Tasks — robosandbox.tasks

from robosandbox.tasks.loader import (
    Task, SuccessCriterion,
    load_task, load_builtin_task,
    list_builtin_tasks, list_builtin_ycb_objects,
)

tasks = list_builtin_tasks()      # ['home', 'pick_cube', 'pick_cube_franka', ...]
task = load_builtin_task("pick_cube_franka")   # Task(name, scene, prompt, success, ...)
task = load_task(Path("/path/to/my_task.yaml"))

Returned Task has name, scene: Scene, prompt: str, success: SuccessCriterion, seed_note: str, and an optional randomize: dict.

Scene presets — robosandbox.scene.presets

from robosandbox.scene.presets import tabletop_clutter

scene = tabletop_clutter(n_objects=5, seed=0)
# Franka + N non-overlapping YCB objects. seed 0 is deterministic.

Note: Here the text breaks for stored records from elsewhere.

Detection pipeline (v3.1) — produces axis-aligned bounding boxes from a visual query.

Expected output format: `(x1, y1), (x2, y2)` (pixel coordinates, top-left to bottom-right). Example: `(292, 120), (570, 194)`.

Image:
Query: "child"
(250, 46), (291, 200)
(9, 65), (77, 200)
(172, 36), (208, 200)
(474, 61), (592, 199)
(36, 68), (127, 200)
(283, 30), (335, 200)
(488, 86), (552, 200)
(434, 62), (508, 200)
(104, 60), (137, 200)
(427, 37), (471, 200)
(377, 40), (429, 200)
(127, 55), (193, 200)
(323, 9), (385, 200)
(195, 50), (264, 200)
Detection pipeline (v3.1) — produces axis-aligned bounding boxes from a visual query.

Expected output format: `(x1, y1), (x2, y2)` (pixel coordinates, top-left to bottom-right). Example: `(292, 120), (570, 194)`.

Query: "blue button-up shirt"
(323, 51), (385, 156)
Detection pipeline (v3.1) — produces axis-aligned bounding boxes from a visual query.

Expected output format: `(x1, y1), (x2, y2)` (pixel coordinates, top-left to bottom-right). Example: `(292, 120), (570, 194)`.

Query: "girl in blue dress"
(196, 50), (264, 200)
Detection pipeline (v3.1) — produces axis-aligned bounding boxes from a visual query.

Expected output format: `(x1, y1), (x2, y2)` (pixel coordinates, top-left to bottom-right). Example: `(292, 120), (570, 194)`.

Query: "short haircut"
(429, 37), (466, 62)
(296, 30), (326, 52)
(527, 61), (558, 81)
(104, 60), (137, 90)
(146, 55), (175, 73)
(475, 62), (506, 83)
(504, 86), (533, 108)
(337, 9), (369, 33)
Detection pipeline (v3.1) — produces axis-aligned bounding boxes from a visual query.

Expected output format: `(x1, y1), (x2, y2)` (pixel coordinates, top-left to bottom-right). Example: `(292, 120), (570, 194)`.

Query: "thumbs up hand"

VLM client — robosandbox.vlm.client

from robosandbox.vlm.client import OpenAIVLMClient, VLMConfig, VLMTransportError

client = OpenAIVLMClient(VLMConfig(
    api_key="sk-...",
    base_url="https://api.openai.com/v1",
    model="gpt-4o-mini",
))
resp = client.chat(messages, tools=..., tool_choice="auto")
# resp: {"content": str | None, "tool_calls": [{"name", "arguments", "id"}, ...]}

VLMTransportError wraps network / auth failures so the agent loop can surface them as a final_reason.

Robot loader — robosandbox.scene.robot_loader

from robosandbox.scene.robot_loader import load_robot

mjcf_string, robot_spec = load_robot(urdf_path, config_path)
# robot_spec: arm_joint_names, arm_actuator_names, gripper_primary_joint,
#             ee_site_name, home_qpos, base_pose, ...

Used internally by the MJCF builder when Scene.robot_urdf is set. Exposed so you can introspect a sidecar without a sim — examples/custom_robot.py uses it.